Mega Korupsi di BUMN Asuransi, PKS: Mengelola BUMN Seperti Main-main

JAKARTA -- Dua perusahaan asuransi pelat merah (BUMN) PT Asabri (Persero) dan PT Asuransi Jiwasraya (AJS) dinyatakan oleh Badan Pemeriksa Keuangan (BPK) telah merugikan negara hampir Rp 40 triliun.

Ketua Departemen Ekonomi dan Pembangunan DPP PKS Farouk Abdullah Alwyni mengatakan, nilai kerugian dua perusahaan asuransi BUMN tersebut sangat fantastis dalam sejarah pengelolaan keuangan BUMN.

Farouk menilai, kesalahan yang menimbulkan kerugian negara sangat besar ini terletak pada tata kelola investasi dan risiko yang dilakukan oleh institusi keuangan yang melayani nasabah TNI, Polri, PNS Kementerian Pertahanan (Asabri) serta nasabah umum (Jiwasraya) tersebut.

Belum selesai sampai di situ, publik kembali dikagetkan dengan perkara dugaan korupsi pengelolaan keuangan dan dana investasi BPJS Ketenagakerjaan atau BP Jamsostek.

"Saya melihat, ini sudah pada kayak main-main saja mengelola BUMN. Jiwasraya juga sudah dimasukkan dalam IFG (Indonesia Financial Group), BUMN Holding Perasuransian dan Penjaminan, dan juga telah meminta dan disetujui suntikan dana penanaman modal negara (PMN) sebesar Rp 20 triliun.

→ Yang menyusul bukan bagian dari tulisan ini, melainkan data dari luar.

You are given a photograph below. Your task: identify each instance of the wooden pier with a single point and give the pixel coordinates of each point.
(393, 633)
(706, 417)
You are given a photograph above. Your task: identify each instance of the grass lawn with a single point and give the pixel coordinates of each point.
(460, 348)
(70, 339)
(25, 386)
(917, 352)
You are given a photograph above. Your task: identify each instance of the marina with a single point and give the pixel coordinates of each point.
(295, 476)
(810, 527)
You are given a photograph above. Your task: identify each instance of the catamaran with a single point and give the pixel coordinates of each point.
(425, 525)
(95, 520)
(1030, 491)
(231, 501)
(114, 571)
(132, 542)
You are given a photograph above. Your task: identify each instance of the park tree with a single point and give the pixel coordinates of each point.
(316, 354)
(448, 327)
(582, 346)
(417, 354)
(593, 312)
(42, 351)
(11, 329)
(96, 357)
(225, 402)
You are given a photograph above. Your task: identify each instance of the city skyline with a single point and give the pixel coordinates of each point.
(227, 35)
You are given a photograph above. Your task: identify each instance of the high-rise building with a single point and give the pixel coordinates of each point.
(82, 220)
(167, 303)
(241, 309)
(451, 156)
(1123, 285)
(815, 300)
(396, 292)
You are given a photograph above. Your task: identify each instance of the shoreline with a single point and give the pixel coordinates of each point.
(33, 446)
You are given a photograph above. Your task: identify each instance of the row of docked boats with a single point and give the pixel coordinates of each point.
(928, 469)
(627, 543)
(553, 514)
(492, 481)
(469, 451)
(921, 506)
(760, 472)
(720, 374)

Bahkan, saat ini sedang dalam proses untuk mendapatkan tambahan sebesar lagi Rp 2 triliun lagi," jelas mantan direktur Bank Muamalat tersebut dalam keterangannya, Jumat (5/3/2021).

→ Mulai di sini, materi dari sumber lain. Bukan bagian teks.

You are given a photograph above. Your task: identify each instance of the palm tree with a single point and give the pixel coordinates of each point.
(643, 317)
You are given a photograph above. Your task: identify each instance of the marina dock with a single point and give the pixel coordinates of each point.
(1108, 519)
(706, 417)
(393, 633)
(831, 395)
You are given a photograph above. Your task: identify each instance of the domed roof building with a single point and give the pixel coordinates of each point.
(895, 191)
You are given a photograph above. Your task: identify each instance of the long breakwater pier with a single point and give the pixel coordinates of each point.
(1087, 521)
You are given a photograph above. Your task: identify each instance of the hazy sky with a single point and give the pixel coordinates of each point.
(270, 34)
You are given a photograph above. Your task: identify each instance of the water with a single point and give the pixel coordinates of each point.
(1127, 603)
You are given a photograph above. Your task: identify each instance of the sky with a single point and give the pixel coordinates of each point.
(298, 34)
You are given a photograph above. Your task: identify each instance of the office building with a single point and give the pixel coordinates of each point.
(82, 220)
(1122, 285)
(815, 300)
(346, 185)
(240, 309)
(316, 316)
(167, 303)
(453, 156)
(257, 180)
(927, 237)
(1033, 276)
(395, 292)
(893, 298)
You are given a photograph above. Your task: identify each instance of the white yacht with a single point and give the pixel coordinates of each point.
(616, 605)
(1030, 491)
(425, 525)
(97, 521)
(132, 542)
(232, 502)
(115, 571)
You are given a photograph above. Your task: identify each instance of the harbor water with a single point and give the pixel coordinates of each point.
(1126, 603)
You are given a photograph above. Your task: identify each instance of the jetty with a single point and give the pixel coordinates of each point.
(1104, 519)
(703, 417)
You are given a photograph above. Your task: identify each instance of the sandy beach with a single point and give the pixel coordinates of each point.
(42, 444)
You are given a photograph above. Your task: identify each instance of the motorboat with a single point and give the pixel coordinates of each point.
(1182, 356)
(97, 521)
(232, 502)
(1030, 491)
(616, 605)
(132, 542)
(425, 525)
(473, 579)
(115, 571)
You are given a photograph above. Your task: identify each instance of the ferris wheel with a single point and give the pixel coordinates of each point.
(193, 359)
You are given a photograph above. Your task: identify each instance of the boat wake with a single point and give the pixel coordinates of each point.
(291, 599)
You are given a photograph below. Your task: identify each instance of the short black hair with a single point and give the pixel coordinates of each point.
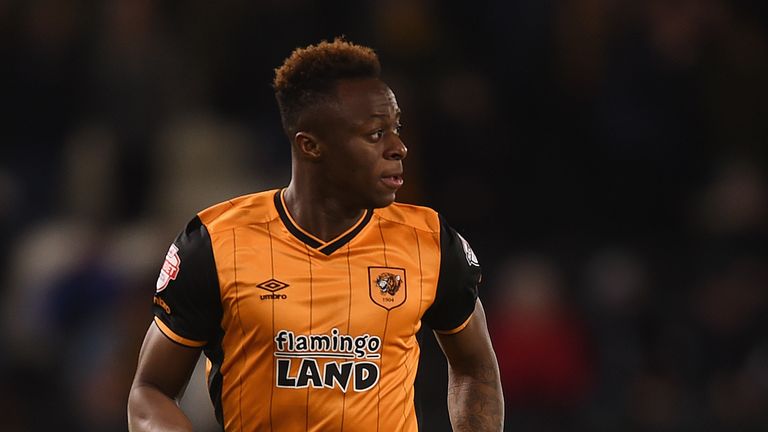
(309, 76)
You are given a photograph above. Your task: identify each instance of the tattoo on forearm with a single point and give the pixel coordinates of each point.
(475, 401)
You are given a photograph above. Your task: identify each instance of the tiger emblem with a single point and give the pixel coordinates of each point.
(389, 283)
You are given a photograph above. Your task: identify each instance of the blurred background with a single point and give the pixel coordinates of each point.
(605, 158)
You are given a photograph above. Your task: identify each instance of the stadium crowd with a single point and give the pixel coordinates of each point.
(606, 159)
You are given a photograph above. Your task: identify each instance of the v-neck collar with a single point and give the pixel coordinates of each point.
(328, 247)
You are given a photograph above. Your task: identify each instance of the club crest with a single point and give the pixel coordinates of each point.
(389, 283)
(387, 286)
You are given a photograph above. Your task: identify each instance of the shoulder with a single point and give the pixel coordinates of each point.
(418, 217)
(244, 210)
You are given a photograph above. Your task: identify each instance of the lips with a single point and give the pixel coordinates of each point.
(393, 181)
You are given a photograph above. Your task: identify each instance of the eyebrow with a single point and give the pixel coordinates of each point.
(397, 114)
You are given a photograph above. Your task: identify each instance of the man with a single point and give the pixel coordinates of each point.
(306, 300)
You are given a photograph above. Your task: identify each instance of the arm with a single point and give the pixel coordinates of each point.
(475, 399)
(161, 377)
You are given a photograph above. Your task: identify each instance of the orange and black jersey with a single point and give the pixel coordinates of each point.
(307, 335)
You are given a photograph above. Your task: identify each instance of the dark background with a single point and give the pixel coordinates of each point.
(605, 158)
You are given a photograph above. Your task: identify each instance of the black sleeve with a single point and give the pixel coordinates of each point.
(457, 284)
(187, 299)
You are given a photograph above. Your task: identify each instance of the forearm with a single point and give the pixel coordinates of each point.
(475, 401)
(151, 410)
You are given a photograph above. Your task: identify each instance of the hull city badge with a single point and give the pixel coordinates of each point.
(386, 286)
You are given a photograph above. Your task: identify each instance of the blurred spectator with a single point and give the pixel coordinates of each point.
(541, 344)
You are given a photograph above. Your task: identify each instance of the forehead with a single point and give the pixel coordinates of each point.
(362, 99)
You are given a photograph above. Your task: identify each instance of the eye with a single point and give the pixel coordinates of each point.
(376, 135)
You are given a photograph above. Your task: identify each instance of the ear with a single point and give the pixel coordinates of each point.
(307, 145)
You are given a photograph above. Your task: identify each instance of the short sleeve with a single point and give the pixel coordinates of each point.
(459, 276)
(187, 304)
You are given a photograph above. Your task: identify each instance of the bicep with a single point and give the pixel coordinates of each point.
(164, 364)
(470, 348)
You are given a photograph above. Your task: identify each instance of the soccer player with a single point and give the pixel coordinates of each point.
(306, 300)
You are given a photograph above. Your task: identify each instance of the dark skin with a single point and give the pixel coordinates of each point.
(346, 157)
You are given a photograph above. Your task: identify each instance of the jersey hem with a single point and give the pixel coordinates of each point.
(457, 329)
(176, 338)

"Berbagai skandal mega korupsi diatas menunjukkan buruknya penerapan corporate governance di BUMN Asuransi ataupun institusi negara kita,” kata Farouk.

Menurut alumnus New York University dan Birmingham University tersebut, kasus Asabri dan Jiwasraya memperlihatkan bahwa ada kelemahan fundamental terkait supervisi dari pemerintah selaku pemegang saham pengendali (PSP).

Kementerian BUMN dan Kementerian Keuangan tidak dapat mendeteksi persoalan-persoalan yang ada sejak dini yang pada akhirnya terjadi ledakan dari akumulasi persoalan yang ada. Farouk lantas juga mempertanyakan fungsi pengawasan OJK.

Dengan melihat proses kolusi tersebut, Farouk menyentil paket remunerasi yangg besar bagi para pejabat pemerintah dan petinggi BUMN karena faktanya tidak sejalan dengan kinerjanya.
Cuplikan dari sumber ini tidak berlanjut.